As you enter the confines of the Rozka Meo village in Mewat, it appears to be just another infrastructure and development-starved village in Haryana. While groups of men gurgling the hookah are busy discussing state politics, we look around for the success signs of ‘Hi-tech Under Burkha’, a humble revolution, which is taking these Meo backwaters by storm. As we go around enquiring from one burkha-clad woman taking her buffalo back home to another sitting in a shop, a 17-year-old girl walks up to us and offers to take us to their ‘action centre’.
“This is a revolution,” says Nazneen as she flashes her recently bought Micromax smartphone. Sensing our surprise, she explains, “For you, a smartphone might be as common as an item on your grocery list but it is an achievement for women here. Leave aside owning these, even access to a smartphone or internet connection is considered a taboo for the girls, especially for the unmarried ones. Today 10 of us have got smartphones as Eid gifts.”

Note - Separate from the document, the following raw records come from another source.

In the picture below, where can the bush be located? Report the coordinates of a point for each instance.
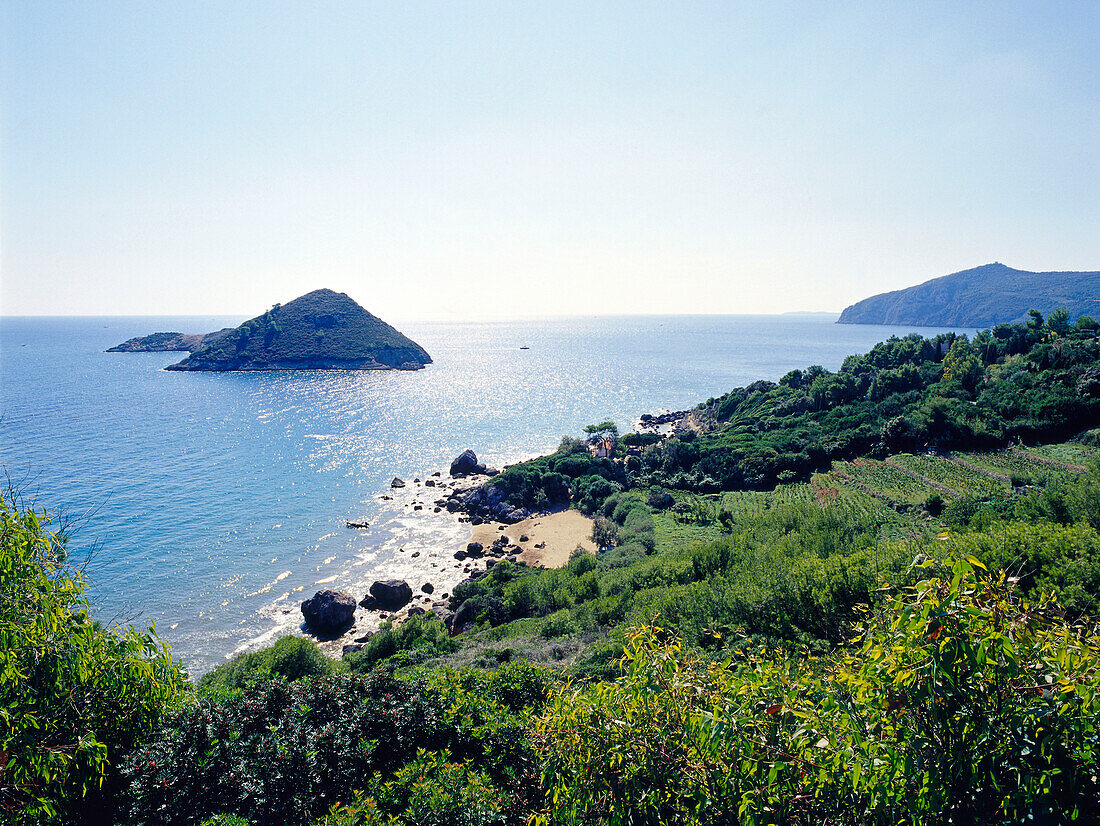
(74, 696)
(289, 658)
(415, 640)
(934, 504)
(429, 791)
(282, 752)
(960, 704)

Till about two months back, she was among the girls who had to discontinue their studies after Class X since there’s no senior secondary school in their village. She would spend her days learning housework or stitching till she was introduced to a laptop, which is a taboo here.
“We have always been told that internet is a monster that can bring bad name to a girl. For us, it meant a world of embarrassing pictures, videos or trappers. There are two computers with internet at a photocopy shop in our village but a girl going there, unaccompanied by a male relative, is considered disgraceful. Our brothers have smartphones but we can only use these to take calls. For me, all this changed when I chose the laptop over the sewing machine,” says Shazia as she joins us at the local sewing centre. While you expect to hear the sounds of sewing machines, it is the consistent clicking of keyboards that introduces you to the initiative launched to encourage women from the community to learn computers and join social networking platforms. The move has been spearheaded by former sarpanch of Bibipur Sunil Jaglan, who shot into limelight with his ‘Selfie with daughter’ campaign.

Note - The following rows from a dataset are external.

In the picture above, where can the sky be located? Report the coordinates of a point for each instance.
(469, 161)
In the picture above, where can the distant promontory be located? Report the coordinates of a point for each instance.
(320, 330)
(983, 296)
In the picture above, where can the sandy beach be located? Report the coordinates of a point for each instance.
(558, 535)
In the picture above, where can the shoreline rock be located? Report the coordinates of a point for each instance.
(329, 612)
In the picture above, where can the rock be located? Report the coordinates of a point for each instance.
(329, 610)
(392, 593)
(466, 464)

“It has not been an easy task. We placed computers next to the sewing machines to generate curiosity but the women there were too scared to even touch these. Thereafter we started convincing people to let their daughters learn computers. After months of being shooed away, we were able to get on board two local women Vaseema and Shabnam, who helped girls understand the idea. Thereafter, many women have started learning computers. Now many of them use their social media accounts to voice concerns about women issues to various ministries,” says Jaglan.
“Facebook is still a strict no for girls in villages. Ignorance of internet is a character certificate for the girls here. No matter how religious or homely a girl is, if she has a Facebook account, she’s not considered marriage material,” says Vaseema as she helps girls check Twitter handle of the Railways.

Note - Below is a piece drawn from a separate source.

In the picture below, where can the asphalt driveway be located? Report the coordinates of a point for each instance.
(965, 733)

“When our relatives from other parts of the country would talk about sharing information and pictures on WhatsApp, or even discuss various household hacks they learnt on Facebook, we would be mesmerised. When we first saw a laptop in our stitching centre, we were excited but apprehensive. However, after spending an hour searching Google for all that we could think of, and that too in Hindi, we decided to support the idea,” adds Shabnam.
The duo started approaching young girls like Naazneen. The initiative started with the first step of getting social media accounts for these women, and then graduated to introducing them to several online education or discussion portals. This was followed by the use of smartphones.
“Coming here for half an hour of internet surfing was fine but when one of the women shared how at night she wanted to prepare a special dish for dinner and wished that she could use internet at the silai kendra, we decided to give them 24-hour internet access. Smartphones were the answer. This was tough as everyone felt that phones would be a corrupting device. Majority of men thought women would use these phones only for clicking selfies. It took us two months to make them realise how they could deal with day-to-day issues with the magic stick of apps on these phones. Today 10 girls have their own phones. It is a relatively small number but a big boost for us,” adds Jaglan. The team now goes home to home making women download apps pertaining to health, government services, police department, budget calculators, online shopping, and even answering religious queries.
“One of my friends had to fight with her family to get a personal smartphone. Some members of her family even stopped talking to her. Once she got a smartphone, she downloaded women’s helpline app on her phone. Her sister, who is married in another village, would get beaten up by her husband everyday but she didn’t have the courage to complain about this at the local police station. Using one of the apps, my friend made her sister speak to Mewat SP Naazneen Bhasin. A matter which could not be solved for five years merely took 10 minutes to be resolved. Since this incident, her family spares no chance to show off her ability to use the smartphone,” says Naazneen.
Internet has made everyday lives easy for some but for many, it has given them a window to the world and a flight to their dreams.
“I had to leave school in Class VIII after I was married off. I would read newspapers and always tried to cope up with the changing times but it was only after I got involved in the programme that I once again had the courage to dream. The first thing I read was about Malala Yousafzai. I even ordered a translated version of her autobiography. The book made me realise if she could have the courage to change the world in spite of threats from the Taliban, I could at least do my graduation through correspondence in Mewat,” says Asina, one of the participants.